Bei aller Spannung ist „Mai-Dezember“ nicht wegen der melodramatischen Wendungen da. Elizabeth wird ihre Meinung nicht ändern und nach L.A. zurückkehren, genauso wie Gracie nicht plötzlich all ihre Lebensentscheidungen bereuen und die ganze Vereinbarung aufgeben wird. (Es muss Geld im Spiel sein, aber es wird nie direkt erwähnt.)

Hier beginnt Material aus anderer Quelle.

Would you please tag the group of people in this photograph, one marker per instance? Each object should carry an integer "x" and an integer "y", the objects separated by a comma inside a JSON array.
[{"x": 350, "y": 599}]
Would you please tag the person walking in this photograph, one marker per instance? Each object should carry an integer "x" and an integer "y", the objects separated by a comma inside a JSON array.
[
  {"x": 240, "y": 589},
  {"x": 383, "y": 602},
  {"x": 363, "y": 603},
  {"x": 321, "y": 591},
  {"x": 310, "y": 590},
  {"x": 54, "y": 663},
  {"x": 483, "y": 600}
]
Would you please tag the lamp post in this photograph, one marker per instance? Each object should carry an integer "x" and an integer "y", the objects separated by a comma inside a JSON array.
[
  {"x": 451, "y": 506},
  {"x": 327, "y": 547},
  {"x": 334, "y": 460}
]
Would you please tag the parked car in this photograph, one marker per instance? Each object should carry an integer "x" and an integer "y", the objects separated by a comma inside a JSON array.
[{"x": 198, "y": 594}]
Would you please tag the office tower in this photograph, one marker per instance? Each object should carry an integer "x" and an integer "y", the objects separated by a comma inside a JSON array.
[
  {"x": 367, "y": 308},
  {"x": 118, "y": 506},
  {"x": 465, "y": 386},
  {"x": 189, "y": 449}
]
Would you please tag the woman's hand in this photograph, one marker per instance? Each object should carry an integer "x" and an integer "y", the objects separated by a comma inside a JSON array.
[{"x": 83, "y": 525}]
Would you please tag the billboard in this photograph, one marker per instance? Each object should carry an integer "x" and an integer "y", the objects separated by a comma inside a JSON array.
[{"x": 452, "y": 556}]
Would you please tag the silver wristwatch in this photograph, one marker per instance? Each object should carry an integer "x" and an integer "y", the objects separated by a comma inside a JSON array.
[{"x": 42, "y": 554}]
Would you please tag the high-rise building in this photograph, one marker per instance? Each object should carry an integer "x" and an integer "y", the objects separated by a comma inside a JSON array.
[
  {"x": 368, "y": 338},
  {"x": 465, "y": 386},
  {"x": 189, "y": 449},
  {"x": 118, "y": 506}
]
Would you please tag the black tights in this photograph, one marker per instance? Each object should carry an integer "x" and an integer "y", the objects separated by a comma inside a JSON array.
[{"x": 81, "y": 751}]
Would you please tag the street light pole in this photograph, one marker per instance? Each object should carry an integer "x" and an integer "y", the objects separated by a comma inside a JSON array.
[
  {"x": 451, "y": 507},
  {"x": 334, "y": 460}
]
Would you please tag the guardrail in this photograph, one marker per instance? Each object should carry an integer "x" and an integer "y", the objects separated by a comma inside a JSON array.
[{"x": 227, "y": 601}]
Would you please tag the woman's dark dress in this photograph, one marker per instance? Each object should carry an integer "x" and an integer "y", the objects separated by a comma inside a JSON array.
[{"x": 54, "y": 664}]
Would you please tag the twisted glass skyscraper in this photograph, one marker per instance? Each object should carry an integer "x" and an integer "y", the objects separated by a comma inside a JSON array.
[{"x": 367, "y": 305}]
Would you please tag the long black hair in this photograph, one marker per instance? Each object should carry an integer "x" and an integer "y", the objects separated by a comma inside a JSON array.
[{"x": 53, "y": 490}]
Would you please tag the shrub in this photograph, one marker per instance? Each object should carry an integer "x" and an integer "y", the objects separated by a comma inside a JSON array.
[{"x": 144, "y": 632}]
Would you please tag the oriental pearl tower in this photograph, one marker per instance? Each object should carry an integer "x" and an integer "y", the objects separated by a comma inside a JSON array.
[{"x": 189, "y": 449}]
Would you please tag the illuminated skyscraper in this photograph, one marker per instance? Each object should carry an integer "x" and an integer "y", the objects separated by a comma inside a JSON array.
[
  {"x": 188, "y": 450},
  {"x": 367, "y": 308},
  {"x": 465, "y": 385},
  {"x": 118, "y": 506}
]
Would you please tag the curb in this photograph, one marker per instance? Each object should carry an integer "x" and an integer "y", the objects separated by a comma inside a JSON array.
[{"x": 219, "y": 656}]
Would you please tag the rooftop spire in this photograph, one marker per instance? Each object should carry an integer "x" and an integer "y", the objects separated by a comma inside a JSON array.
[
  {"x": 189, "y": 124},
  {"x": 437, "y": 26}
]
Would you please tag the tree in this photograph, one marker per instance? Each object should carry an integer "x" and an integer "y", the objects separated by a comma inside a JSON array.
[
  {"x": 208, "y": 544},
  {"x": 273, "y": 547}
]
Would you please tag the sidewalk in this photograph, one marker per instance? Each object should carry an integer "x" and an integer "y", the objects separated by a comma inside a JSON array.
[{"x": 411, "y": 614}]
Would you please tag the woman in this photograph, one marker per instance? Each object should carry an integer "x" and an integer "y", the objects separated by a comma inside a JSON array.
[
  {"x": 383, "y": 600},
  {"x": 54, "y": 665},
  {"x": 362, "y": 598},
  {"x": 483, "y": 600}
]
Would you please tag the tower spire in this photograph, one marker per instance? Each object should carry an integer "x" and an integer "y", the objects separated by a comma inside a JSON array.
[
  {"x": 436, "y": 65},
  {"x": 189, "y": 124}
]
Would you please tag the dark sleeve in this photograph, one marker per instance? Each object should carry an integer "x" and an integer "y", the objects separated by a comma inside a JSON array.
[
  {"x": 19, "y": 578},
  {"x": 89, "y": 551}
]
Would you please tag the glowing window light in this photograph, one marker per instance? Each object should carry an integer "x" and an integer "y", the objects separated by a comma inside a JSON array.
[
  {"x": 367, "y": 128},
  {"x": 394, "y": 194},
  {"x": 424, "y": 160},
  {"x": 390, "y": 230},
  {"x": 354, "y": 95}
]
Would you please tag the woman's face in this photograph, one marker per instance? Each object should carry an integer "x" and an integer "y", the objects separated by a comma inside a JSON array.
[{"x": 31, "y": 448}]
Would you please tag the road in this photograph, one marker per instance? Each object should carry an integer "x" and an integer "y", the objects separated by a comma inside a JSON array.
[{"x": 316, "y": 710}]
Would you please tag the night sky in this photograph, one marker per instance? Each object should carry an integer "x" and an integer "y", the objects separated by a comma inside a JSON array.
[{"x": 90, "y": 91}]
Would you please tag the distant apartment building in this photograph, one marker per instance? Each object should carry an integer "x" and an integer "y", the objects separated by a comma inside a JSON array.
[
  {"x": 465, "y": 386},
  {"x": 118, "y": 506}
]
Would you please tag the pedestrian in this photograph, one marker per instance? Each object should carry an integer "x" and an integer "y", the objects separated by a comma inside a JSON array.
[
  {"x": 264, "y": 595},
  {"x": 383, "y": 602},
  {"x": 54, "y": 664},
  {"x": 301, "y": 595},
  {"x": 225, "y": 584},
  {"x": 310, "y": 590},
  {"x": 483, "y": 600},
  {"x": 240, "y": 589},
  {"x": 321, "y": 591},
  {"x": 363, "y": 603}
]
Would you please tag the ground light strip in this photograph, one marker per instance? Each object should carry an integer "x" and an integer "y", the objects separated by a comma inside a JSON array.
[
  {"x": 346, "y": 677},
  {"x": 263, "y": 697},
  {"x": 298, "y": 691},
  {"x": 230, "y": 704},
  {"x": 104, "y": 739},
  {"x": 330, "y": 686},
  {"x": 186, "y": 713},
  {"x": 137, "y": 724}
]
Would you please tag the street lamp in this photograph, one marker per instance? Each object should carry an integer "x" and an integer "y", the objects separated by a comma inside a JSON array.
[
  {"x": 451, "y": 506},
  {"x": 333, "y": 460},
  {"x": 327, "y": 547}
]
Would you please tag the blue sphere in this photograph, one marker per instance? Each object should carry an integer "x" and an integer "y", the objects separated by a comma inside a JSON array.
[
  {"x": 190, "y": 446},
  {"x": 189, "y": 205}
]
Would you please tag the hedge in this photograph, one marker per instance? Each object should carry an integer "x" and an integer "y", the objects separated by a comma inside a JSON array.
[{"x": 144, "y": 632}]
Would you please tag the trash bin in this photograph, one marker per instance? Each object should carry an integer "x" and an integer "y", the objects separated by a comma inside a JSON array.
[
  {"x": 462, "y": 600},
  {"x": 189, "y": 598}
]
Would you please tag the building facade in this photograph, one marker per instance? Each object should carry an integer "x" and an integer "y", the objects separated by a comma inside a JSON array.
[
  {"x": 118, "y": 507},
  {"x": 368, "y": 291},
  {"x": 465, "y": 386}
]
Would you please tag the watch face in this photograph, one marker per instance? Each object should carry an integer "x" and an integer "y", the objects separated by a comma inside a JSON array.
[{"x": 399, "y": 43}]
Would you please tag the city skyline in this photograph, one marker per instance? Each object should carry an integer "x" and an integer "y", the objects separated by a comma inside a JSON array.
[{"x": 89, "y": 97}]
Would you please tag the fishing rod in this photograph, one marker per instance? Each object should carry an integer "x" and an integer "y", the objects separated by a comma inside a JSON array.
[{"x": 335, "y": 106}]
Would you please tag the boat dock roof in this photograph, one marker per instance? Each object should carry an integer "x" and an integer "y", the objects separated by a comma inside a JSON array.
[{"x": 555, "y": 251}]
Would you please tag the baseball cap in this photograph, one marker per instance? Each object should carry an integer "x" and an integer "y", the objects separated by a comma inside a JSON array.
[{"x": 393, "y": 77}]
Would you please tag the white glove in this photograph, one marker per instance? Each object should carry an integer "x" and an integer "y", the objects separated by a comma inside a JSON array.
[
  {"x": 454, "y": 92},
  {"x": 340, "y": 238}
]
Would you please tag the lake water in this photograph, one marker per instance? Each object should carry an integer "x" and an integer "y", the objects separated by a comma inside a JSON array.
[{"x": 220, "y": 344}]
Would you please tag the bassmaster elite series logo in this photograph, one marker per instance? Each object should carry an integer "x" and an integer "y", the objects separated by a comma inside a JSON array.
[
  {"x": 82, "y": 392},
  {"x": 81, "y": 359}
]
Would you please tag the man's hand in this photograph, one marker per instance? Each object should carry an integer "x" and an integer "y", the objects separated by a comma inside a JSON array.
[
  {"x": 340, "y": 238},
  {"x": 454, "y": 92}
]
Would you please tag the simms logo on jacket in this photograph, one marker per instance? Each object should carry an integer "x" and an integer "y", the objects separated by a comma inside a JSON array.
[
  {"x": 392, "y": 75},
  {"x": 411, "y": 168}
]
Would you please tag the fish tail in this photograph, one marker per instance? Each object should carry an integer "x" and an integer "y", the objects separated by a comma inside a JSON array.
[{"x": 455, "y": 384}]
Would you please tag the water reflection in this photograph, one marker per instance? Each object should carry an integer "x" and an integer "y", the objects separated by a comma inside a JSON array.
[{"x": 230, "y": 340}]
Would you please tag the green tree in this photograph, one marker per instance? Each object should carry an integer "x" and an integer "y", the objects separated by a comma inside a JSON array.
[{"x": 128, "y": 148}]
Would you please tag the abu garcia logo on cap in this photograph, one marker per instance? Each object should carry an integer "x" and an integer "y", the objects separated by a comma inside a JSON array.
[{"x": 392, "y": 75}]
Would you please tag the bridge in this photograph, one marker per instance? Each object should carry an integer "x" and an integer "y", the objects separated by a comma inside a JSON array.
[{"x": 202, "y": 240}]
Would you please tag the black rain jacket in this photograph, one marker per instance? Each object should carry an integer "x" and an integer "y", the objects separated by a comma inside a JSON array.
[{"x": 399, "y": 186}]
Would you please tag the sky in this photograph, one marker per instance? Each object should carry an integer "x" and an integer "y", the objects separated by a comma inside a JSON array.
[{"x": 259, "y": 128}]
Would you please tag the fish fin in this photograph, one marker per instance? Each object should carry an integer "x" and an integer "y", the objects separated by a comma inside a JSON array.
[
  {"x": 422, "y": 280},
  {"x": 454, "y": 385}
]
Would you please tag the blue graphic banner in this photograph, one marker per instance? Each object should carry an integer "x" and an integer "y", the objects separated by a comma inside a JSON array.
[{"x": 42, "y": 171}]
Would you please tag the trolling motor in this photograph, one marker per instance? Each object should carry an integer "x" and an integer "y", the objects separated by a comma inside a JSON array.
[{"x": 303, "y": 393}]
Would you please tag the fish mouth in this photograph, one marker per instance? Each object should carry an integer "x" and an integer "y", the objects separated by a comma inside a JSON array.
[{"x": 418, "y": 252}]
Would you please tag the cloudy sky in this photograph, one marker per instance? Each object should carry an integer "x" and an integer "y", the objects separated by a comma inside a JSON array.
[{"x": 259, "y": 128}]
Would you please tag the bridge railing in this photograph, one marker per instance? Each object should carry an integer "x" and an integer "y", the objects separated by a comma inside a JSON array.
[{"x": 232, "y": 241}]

Der Film zeichnet sich dadurch aus, dass er in viele Tonrichtungen schwingt, ohne zu fallen. Manchmal scheint sich ein Thriller anzubahnen – Gracie geht mit einer Schrotflinte auf die Jagd, blickt Elizabeth oft verächtlich an und, hallo, die Frau saß tatsächlich im Gefängnis. In anderen Momenten ist der Film ein direktes Nachrichtendrama über eine Familie, die nach einem Skandal versucht, durchzuhalten. Es gibt viel Mitgefühl, besonders für Meltons Joe. Als er zum ersten Mal Gras raucht, sind die Folgen seltsam herzzerreißend. Melton, der in seinen Szenen so verletzlich ist, kann den beiden Oscar-Gewinnern mehr als standhalten.

Es überrascht nicht, dass der Humor aus der pechschwarzen Interpretation von Hollywood-Stars stammt. Und ehrlich gesagt sind die Ergebnisse so effektiv, dass man sich in dieser Hinsicht etwas mehr Mühe hätte leisten können. Elizabeth ist sich ihrer manipulativen Superkräfte nur allzu bewusst: In einem amüsanten Bühnenbild besucht sie die örtliche Highschool, um eine Frage-und-Antwort-Runde zu geben, und beginnt einen Monolog über das Filmen von Sexszenen – sowohl um einen männlichen Schüler zu entmutigen, als auch um es vielleicht zu versuchen ihre Hand darin, diesen jüngeren Kerl zu verführen. Sie zeigt urkomische falsche Aufrichtigkeit, wenn ein Fan ihre Show lobt. Obwohl sie letztendlich zugibt, dass sie die Zeit, in der sie sich willkommen fühlt, überstrapaziert hat, nimmt sie trotzdem an der Abschlussfeier der Zwillinge teil. Aber Gracie hat das letzte Wort.